The band warms your heart when they’re on stage, and every single member has the voice of an angel. They’re always in the best of moods, and you can expect to see hugs and jokes exchanged throughout the set. They were fun to watch, too. Drummer Beau Bruns was bouncing about the drum set, cocking his head to the side in rhythm, and Marty (despite his very tall frame) would occasionally stand up on his tippy toes while he played.
I turned to look at the audience and found a good portion were singing along with the band and bouncing along to anything they could. Cowboy Indian Bear, I think it’s about darn time you came back to Lawrence for a show. You blew us away tonight, and we can’t wait to see you on your home soil.
Daniel Johnston and Capybara
Some festival-goers were lucky enough to spot Daniel Johnston pacing about the Beaumont (or even the streets of Kansas City) prior to his set. The mood was tense as the excitement built up to his performance. So when he finally took the stage with just a single guitar, a massive wave of cheers came up from the crowd. His hands shaky, he trudged through a couple of songs, and then decided to lighten the mood. “Hello, Ohio!” Oh, don’t you just love him?
Fueled by his beloved root beer, he played a few songs wretched with emotion, and made our hearts break before stopping for an intermission.
He returned to the stage joined by local darlings Capybara, who would be accompanying him for the second half of his set. He introduced them as “Campy Barn” and then told a “joke,” which was actually a bizarre dream he had (watch him describe it in the clip below):
If your hearts didn’t swell with emotion from watching the legendary musician, then they should have at least swelled with immense pride for Capybara. This was a beautiful, once in a lifetime moment, and we were all a part of it. One member of the band was so giddy and overcome with joy that he could not stop smiling and giggling throughout the entire set. And they did such a fantastic job of playing, too. Congratulations, Capybara, you now have one of the coolest rock and roll resumes a local band could ask for.
Folks in the audience screamed out a few requests before Johnston popped another joke. “Thank you for coming out, it’s really great to be back in Colorado!” Johnston and Capybara finished up, but happily came out for an encore.
This was a tremendous, emotional and passionate moment for Kansas City, and I couldn’t help but notice people leaving the venue a little weepy eyed.

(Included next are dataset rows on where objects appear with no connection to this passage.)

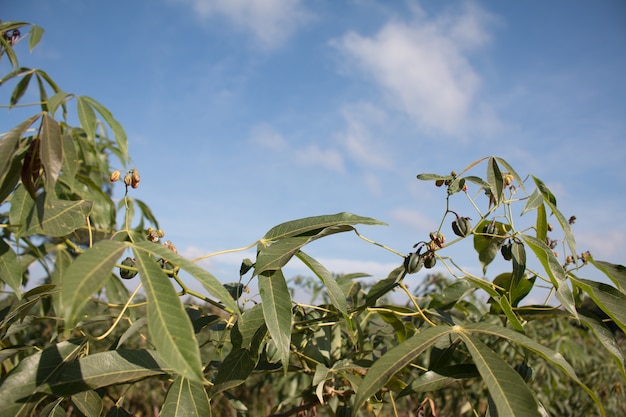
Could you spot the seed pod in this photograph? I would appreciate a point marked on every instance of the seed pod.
(525, 371)
(126, 273)
(507, 251)
(429, 260)
(413, 263)
(462, 226)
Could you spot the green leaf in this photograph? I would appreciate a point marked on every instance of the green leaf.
(606, 338)
(337, 298)
(608, 298)
(563, 222)
(20, 89)
(36, 32)
(548, 354)
(301, 226)
(488, 247)
(208, 281)
(508, 390)
(51, 150)
(511, 171)
(87, 118)
(554, 270)
(89, 403)
(10, 268)
(116, 127)
(276, 303)
(495, 181)
(534, 201)
(170, 328)
(395, 360)
(86, 276)
(19, 387)
(615, 272)
(186, 398)
(234, 370)
(102, 369)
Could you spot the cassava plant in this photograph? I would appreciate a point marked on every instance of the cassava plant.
(75, 340)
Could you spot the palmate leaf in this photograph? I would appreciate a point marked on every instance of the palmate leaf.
(170, 328)
(554, 270)
(337, 298)
(186, 398)
(301, 226)
(507, 389)
(395, 360)
(208, 281)
(86, 275)
(10, 268)
(608, 298)
(276, 304)
(18, 389)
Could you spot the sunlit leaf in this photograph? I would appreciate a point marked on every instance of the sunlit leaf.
(170, 328)
(615, 272)
(276, 303)
(88, 402)
(20, 385)
(301, 226)
(186, 398)
(337, 298)
(507, 389)
(554, 270)
(51, 149)
(395, 360)
(86, 276)
(208, 281)
(10, 268)
(608, 298)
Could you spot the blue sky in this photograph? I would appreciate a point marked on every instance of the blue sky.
(244, 114)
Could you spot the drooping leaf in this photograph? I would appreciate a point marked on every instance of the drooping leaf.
(116, 128)
(10, 269)
(51, 150)
(20, 385)
(337, 298)
(507, 389)
(208, 281)
(608, 298)
(186, 398)
(550, 200)
(301, 226)
(86, 276)
(170, 328)
(87, 117)
(276, 303)
(88, 402)
(495, 181)
(395, 360)
(615, 272)
(548, 354)
(234, 370)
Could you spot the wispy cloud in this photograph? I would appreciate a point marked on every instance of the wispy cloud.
(270, 22)
(423, 65)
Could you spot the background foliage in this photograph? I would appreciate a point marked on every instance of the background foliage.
(75, 340)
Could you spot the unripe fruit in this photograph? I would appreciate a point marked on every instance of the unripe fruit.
(462, 226)
(413, 263)
(125, 273)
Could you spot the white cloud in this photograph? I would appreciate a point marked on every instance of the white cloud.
(267, 137)
(313, 155)
(423, 65)
(357, 140)
(270, 22)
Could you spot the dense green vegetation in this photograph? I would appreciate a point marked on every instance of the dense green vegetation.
(107, 327)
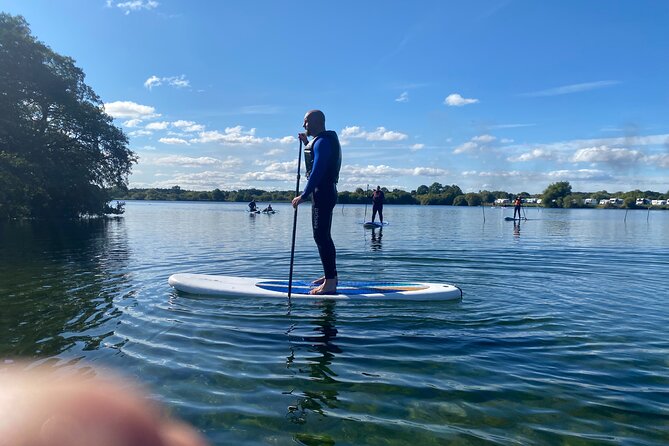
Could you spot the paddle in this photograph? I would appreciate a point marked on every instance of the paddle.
(292, 246)
(366, 196)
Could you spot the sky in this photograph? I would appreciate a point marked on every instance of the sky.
(498, 94)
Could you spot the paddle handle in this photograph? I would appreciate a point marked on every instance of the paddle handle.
(292, 245)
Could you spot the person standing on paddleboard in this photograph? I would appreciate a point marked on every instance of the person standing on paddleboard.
(377, 203)
(516, 207)
(322, 158)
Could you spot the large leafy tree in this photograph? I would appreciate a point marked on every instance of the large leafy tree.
(59, 151)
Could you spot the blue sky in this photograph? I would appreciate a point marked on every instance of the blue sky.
(499, 94)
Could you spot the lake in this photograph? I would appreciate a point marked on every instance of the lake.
(561, 337)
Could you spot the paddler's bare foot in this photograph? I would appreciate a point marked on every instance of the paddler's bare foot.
(319, 281)
(329, 286)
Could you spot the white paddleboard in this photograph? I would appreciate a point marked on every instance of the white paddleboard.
(253, 287)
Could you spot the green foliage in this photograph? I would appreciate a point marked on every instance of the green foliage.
(473, 199)
(59, 152)
(555, 193)
(460, 200)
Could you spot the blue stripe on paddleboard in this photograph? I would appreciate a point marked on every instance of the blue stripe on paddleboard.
(349, 288)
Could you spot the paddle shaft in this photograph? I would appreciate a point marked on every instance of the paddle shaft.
(366, 197)
(292, 245)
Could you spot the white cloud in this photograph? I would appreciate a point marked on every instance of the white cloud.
(605, 154)
(661, 160)
(140, 133)
(531, 155)
(455, 100)
(580, 174)
(184, 161)
(135, 5)
(174, 81)
(188, 126)
(510, 126)
(404, 97)
(173, 141)
(151, 82)
(132, 123)
(466, 147)
(380, 134)
(162, 125)
(129, 109)
(384, 171)
(484, 138)
(573, 88)
(236, 136)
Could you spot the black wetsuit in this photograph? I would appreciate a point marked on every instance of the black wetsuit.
(516, 208)
(377, 204)
(323, 161)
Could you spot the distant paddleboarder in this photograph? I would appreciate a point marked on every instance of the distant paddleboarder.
(252, 205)
(516, 207)
(322, 157)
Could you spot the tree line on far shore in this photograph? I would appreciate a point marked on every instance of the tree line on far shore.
(555, 195)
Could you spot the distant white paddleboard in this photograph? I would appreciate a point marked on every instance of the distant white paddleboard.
(253, 287)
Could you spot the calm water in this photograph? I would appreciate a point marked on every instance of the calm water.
(561, 338)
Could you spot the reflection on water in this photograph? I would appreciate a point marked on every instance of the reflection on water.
(58, 283)
(321, 349)
(560, 338)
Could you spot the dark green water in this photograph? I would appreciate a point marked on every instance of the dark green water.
(561, 337)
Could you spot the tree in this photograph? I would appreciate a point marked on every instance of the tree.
(60, 153)
(555, 193)
(473, 199)
(460, 200)
(436, 188)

We decided to wind down the night with Lawrence natives (and hard rocking metal heads) Mansion. They were set to play in one of the most poorly lit venues Kansas City has to offer (which is why I have no video to offer for you). They played in the basement of The Union. When I got down there, a bug immediately fell on my neck. This place was dirty. And so was the intense music Mansion had to offer.
Fans were air drumming and there was some major head banging going on. Mansion was in full on rock mode. They played what sounded one long 40 minute wall of noise, heavy on the distortion, peppered in with some major screaming.
I saw a lot of beautiful music tonight, but seeing the local boys in Mansion ensured that I left the festival like every concert goer should….with my ears ringing and my heart heavy with pure rock.
I’m going to go ahead and call it. This weekend’s festival was a major success, and I’d like to see it come back next year. The Midwest needs a good, solid music festival, and this undeniably breathtaking and awe-inspiring display of music could very well be just the thing we’re looking for.